At Sitaram Bhartia, the charges for a waterbirth are Rs 12000 in addition to your existing delivery charges.
Preparing For The Water Birth Experience
“Couples are usually informed of the option of a waterbirth in their antenatal consultations provided there are no complications in their pregnancy,” says Dr Rinku.
“I had endured about 10 hours of labour with my husband and a nurse by my side. They were constantly making me exercise, regularly monitoring my baby’s heartbeat and keeping me hydrated. When I dilated around 6 cms, the nurses helped me position myself to enter the birth pool,” recalls Gunjan.
One of the common questions women ask is around what to wear for a waterbirth since they may stay underwater for long periods of time.
You should carry either a bikini or a sports top/bra and big, soft towels.
“You will be assisted by nurses and gynecologists who are trained in handling waterbirths. Your husband or birthing partner will also be allowed to hold or comfort you all this while.”
You may be encouraged to come out of the pool from time-to-time to increase mobility, or even to visit the bathroom and empty your bladder.
What happens during a water birth in India?
A normal water birthing experience can vary and will not be the same for every mother. The standard process, however, starts when labour pains become more intense and the mother is in active labour. After this, the mother is asked to get into the water pool.

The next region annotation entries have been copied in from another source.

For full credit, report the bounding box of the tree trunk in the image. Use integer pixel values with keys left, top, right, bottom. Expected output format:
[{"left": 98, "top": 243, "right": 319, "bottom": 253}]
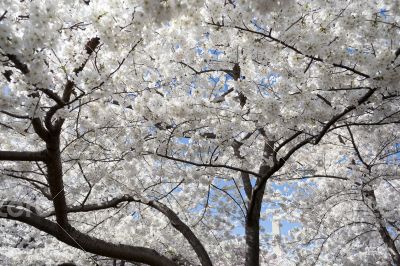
[
  {"left": 362, "top": 186, "right": 400, "bottom": 266},
  {"left": 245, "top": 185, "right": 265, "bottom": 266}
]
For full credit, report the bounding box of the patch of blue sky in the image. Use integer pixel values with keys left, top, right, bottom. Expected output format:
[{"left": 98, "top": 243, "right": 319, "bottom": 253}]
[
  {"left": 208, "top": 49, "right": 224, "bottom": 60},
  {"left": 250, "top": 17, "right": 266, "bottom": 32},
  {"left": 176, "top": 137, "right": 192, "bottom": 145},
  {"left": 1, "top": 85, "right": 11, "bottom": 96},
  {"left": 208, "top": 75, "right": 220, "bottom": 86},
  {"left": 336, "top": 155, "right": 348, "bottom": 164},
  {"left": 258, "top": 73, "right": 280, "bottom": 96},
  {"left": 346, "top": 47, "right": 357, "bottom": 55},
  {"left": 378, "top": 7, "right": 389, "bottom": 20},
  {"left": 194, "top": 46, "right": 204, "bottom": 55}
]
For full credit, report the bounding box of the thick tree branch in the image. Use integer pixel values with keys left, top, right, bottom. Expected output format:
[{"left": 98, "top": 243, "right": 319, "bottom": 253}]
[
  {"left": 46, "top": 195, "right": 212, "bottom": 266},
  {"left": 0, "top": 151, "right": 47, "bottom": 162},
  {"left": 0, "top": 205, "right": 176, "bottom": 266}
]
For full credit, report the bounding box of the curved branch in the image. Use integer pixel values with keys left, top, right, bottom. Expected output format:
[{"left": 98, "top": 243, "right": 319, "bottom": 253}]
[
  {"left": 0, "top": 206, "right": 176, "bottom": 266},
  {"left": 0, "top": 150, "right": 47, "bottom": 162},
  {"left": 46, "top": 195, "right": 212, "bottom": 266}
]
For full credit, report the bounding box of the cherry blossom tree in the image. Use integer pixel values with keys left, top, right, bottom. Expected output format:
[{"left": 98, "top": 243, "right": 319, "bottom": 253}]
[{"left": 0, "top": 0, "right": 400, "bottom": 266}]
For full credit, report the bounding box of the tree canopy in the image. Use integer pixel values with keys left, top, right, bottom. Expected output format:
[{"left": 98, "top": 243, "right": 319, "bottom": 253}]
[{"left": 0, "top": 0, "right": 400, "bottom": 266}]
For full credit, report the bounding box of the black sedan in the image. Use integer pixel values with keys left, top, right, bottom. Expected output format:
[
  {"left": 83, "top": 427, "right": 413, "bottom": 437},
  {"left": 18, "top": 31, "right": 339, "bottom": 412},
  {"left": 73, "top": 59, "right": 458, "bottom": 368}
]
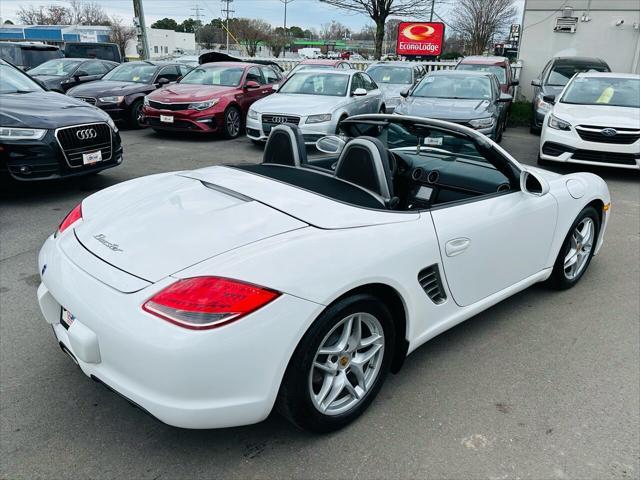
[
  {"left": 0, "top": 60, "right": 122, "bottom": 181},
  {"left": 29, "top": 58, "right": 119, "bottom": 93},
  {"left": 395, "top": 70, "right": 512, "bottom": 142},
  {"left": 67, "top": 61, "right": 191, "bottom": 128}
]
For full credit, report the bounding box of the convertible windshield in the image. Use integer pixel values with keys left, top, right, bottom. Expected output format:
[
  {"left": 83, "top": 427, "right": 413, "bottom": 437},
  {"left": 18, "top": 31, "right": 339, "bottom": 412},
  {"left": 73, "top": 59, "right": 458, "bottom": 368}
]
[
  {"left": 180, "top": 66, "right": 244, "bottom": 87},
  {"left": 278, "top": 72, "right": 349, "bottom": 97},
  {"left": 560, "top": 77, "right": 640, "bottom": 108},
  {"left": 102, "top": 63, "right": 158, "bottom": 83},
  {"left": 411, "top": 75, "right": 491, "bottom": 100},
  {"left": 456, "top": 63, "right": 507, "bottom": 83},
  {"left": 367, "top": 66, "right": 413, "bottom": 85},
  {"left": 343, "top": 121, "right": 486, "bottom": 163},
  {"left": 0, "top": 64, "right": 42, "bottom": 93},
  {"left": 29, "top": 60, "right": 84, "bottom": 77}
]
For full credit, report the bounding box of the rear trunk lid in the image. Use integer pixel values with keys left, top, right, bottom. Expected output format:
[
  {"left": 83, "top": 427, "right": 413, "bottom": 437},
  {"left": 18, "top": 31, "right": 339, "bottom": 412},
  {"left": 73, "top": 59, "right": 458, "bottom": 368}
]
[{"left": 75, "top": 174, "right": 307, "bottom": 282}]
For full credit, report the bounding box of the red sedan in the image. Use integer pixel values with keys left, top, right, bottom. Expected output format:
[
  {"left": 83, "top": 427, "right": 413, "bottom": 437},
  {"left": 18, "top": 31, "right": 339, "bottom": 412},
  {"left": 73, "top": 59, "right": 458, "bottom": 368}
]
[{"left": 142, "top": 62, "right": 282, "bottom": 138}]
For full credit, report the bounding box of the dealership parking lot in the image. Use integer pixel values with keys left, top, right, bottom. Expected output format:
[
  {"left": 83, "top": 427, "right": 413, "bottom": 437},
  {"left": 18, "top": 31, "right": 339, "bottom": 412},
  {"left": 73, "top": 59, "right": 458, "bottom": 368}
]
[{"left": 0, "top": 128, "right": 640, "bottom": 479}]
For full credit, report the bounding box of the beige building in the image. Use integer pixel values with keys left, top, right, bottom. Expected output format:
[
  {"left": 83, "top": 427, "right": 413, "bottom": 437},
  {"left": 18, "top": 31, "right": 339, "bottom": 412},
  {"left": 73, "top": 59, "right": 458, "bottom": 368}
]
[{"left": 518, "top": 0, "right": 640, "bottom": 99}]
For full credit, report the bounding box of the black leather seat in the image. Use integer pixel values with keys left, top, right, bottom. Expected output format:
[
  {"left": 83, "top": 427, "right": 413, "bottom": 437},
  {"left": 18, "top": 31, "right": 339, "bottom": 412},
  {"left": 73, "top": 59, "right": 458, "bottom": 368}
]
[
  {"left": 262, "top": 123, "right": 307, "bottom": 167},
  {"left": 335, "top": 136, "right": 397, "bottom": 204}
]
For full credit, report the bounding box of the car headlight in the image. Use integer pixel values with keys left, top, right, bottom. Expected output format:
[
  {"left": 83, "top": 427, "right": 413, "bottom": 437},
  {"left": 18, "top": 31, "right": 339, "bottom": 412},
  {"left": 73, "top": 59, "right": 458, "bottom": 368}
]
[
  {"left": 469, "top": 117, "right": 496, "bottom": 128},
  {"left": 98, "top": 96, "right": 124, "bottom": 103},
  {"left": 305, "top": 113, "right": 331, "bottom": 123},
  {"left": 187, "top": 98, "right": 220, "bottom": 110},
  {"left": 547, "top": 114, "right": 571, "bottom": 132},
  {"left": 0, "top": 127, "right": 47, "bottom": 140},
  {"left": 107, "top": 117, "right": 118, "bottom": 133},
  {"left": 536, "top": 94, "right": 553, "bottom": 114}
]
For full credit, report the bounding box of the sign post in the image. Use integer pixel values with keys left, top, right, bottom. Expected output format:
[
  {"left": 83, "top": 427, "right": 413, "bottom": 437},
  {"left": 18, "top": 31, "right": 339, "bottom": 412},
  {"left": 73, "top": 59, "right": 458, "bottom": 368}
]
[{"left": 396, "top": 22, "right": 444, "bottom": 57}]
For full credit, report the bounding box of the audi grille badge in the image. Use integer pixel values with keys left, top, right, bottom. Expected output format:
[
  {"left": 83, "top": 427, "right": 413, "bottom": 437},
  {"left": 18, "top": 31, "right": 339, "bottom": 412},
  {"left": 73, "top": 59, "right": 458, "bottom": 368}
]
[{"left": 76, "top": 128, "right": 98, "bottom": 140}]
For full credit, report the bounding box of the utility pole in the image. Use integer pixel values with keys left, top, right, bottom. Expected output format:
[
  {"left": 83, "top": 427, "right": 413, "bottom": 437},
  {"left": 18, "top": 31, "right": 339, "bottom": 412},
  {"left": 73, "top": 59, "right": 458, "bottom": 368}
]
[
  {"left": 191, "top": 2, "right": 203, "bottom": 51},
  {"left": 222, "top": 0, "right": 234, "bottom": 53},
  {"left": 280, "top": 0, "right": 293, "bottom": 31},
  {"left": 133, "top": 0, "right": 150, "bottom": 60}
]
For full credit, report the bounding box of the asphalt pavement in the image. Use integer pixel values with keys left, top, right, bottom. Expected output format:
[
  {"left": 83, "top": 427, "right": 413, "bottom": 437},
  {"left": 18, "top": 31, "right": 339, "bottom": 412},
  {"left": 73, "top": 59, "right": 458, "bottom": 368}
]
[{"left": 0, "top": 129, "right": 640, "bottom": 479}]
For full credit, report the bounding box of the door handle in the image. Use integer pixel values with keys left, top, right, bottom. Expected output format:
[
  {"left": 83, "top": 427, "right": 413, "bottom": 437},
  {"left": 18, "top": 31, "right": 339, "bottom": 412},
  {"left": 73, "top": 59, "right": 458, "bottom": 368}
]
[{"left": 444, "top": 237, "right": 471, "bottom": 257}]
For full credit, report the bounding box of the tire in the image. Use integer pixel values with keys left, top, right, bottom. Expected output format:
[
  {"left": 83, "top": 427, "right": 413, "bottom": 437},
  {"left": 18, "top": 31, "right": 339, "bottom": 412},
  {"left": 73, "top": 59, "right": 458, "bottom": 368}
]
[
  {"left": 222, "top": 105, "right": 242, "bottom": 140},
  {"left": 547, "top": 206, "right": 600, "bottom": 290},
  {"left": 277, "top": 294, "right": 395, "bottom": 432},
  {"left": 129, "top": 99, "right": 146, "bottom": 129}
]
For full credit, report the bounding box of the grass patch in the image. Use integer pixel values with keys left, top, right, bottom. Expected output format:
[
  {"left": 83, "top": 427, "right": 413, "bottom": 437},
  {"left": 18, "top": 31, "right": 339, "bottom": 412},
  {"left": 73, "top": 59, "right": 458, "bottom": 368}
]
[{"left": 508, "top": 102, "right": 531, "bottom": 127}]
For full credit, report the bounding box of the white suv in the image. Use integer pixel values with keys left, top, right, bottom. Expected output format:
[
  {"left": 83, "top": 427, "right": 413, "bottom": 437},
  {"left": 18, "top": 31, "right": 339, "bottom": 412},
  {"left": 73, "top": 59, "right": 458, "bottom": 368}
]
[{"left": 538, "top": 72, "right": 640, "bottom": 170}]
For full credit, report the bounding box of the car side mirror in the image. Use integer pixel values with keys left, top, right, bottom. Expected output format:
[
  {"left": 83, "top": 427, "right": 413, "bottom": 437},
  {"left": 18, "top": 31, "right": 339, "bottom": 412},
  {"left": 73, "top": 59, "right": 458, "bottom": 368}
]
[
  {"left": 520, "top": 170, "right": 550, "bottom": 197},
  {"left": 316, "top": 135, "right": 347, "bottom": 154},
  {"left": 31, "top": 77, "right": 49, "bottom": 91}
]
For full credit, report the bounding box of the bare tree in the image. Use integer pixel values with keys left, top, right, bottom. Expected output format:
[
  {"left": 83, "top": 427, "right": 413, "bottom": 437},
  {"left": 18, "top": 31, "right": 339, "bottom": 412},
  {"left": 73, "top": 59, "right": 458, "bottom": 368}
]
[
  {"left": 229, "top": 18, "right": 271, "bottom": 57},
  {"left": 320, "top": 20, "right": 351, "bottom": 40},
  {"left": 320, "top": 0, "right": 432, "bottom": 59},
  {"left": 69, "top": 0, "right": 110, "bottom": 25},
  {"left": 109, "top": 15, "right": 136, "bottom": 55},
  {"left": 451, "top": 0, "right": 516, "bottom": 55}
]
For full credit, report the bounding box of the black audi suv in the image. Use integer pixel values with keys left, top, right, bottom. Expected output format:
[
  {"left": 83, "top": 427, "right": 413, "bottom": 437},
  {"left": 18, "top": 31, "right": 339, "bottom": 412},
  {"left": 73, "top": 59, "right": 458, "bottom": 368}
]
[{"left": 0, "top": 60, "right": 122, "bottom": 181}]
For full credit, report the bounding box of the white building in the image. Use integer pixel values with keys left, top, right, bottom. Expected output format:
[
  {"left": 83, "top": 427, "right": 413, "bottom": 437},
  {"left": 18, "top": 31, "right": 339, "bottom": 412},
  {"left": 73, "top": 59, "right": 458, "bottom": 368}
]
[
  {"left": 125, "top": 28, "right": 196, "bottom": 60},
  {"left": 519, "top": 0, "right": 640, "bottom": 99}
]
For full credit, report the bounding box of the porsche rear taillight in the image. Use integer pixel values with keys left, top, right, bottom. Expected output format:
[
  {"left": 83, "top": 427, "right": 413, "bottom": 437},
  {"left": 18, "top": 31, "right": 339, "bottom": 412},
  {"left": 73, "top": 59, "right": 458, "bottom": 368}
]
[
  {"left": 142, "top": 277, "right": 280, "bottom": 330},
  {"left": 56, "top": 203, "right": 82, "bottom": 235}
]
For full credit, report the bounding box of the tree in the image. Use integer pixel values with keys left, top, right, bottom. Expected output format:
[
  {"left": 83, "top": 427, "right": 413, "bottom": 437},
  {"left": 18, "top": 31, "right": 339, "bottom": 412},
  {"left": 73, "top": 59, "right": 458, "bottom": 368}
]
[
  {"left": 151, "top": 17, "right": 178, "bottom": 31},
  {"left": 320, "top": 0, "right": 436, "bottom": 59},
  {"left": 267, "top": 33, "right": 287, "bottom": 58},
  {"left": 320, "top": 20, "right": 351, "bottom": 40},
  {"left": 229, "top": 18, "right": 271, "bottom": 57},
  {"left": 451, "top": 0, "right": 516, "bottom": 55},
  {"left": 70, "top": 0, "right": 111, "bottom": 25},
  {"left": 109, "top": 15, "right": 136, "bottom": 54},
  {"left": 196, "top": 24, "right": 225, "bottom": 49}
]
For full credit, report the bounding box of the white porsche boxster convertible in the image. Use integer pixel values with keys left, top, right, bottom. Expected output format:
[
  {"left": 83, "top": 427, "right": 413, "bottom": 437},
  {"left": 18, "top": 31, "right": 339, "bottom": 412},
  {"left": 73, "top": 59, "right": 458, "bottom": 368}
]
[{"left": 38, "top": 115, "right": 610, "bottom": 431}]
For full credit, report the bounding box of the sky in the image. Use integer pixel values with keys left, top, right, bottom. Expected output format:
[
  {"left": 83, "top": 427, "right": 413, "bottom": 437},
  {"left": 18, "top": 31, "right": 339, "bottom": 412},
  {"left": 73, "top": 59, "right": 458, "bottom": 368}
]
[{"left": 0, "top": 0, "right": 524, "bottom": 31}]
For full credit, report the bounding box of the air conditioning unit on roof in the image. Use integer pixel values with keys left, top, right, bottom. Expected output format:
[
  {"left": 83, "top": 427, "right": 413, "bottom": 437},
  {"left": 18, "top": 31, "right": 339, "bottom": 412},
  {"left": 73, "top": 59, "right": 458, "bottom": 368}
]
[{"left": 553, "top": 17, "right": 578, "bottom": 33}]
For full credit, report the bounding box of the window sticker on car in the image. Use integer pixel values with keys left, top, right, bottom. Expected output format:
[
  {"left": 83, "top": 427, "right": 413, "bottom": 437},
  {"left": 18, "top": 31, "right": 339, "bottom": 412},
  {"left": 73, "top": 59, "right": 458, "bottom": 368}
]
[{"left": 424, "top": 137, "right": 442, "bottom": 146}]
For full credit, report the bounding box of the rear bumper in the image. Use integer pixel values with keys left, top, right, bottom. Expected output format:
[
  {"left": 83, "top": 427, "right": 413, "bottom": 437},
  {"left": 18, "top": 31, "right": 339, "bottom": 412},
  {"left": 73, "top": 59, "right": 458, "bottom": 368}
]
[
  {"left": 246, "top": 117, "right": 337, "bottom": 145},
  {"left": 38, "top": 234, "right": 322, "bottom": 428}
]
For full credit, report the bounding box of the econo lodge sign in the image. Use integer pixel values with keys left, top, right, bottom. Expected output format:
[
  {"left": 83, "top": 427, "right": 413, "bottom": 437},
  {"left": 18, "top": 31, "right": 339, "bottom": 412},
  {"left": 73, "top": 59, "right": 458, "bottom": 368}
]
[{"left": 396, "top": 22, "right": 444, "bottom": 55}]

Once in the water pool, the mother can adopt any position that she finds most comfortable. The temperature of the water is monitored carefully and customized according to the mother’s needs. The mother’s temperature is checked periodically, and the baby’s health is also observed using waterproof equipment.
If labour pains peak and become impossible to handle, pain-relief in the form of Entonox gas can also be offered.
It is possible that the mother neglects her nutrition and hydration a little when she is in the pool. This is why she will be asked to take in small quantities of soft fruit, curd, etc. Partners can also play an active role here by making sure nutrition and hydration stays consistent throughout, as the labouring body is working especially hard.
“We encourage the partner to think about the little things such as putting a cold towel on their wife’s face, applying some vaseline on her lips, massaging her shoulders and encouraging her to relax in between contractions,” counsels Gill.
“When the birth is imminent, we encourage mothers to be on their knees. At this point in time, some mothers ask to come out of the pool while some prefer to stay in.”
“I was told to do whatever my instincts told me to do. A few pushes and cries later, my baby was born. My husband said he swam out!” says Gunjan, laughing.
Once the baby is born, he/she is gently pushed and lifted up to the mother’s chest. They are allowed some time to stay in the warm water together in order to settle themselves and recover. Once ready, they are helped out of the pool, dried off and warmed up, and carried over to a clean, cosy bed.
“We encourage initiation of breastfeeding at birth to ensure the baby receives the mother’s first milk, and both mother and baby begin bonding immediately,” concludes Dr Rinku.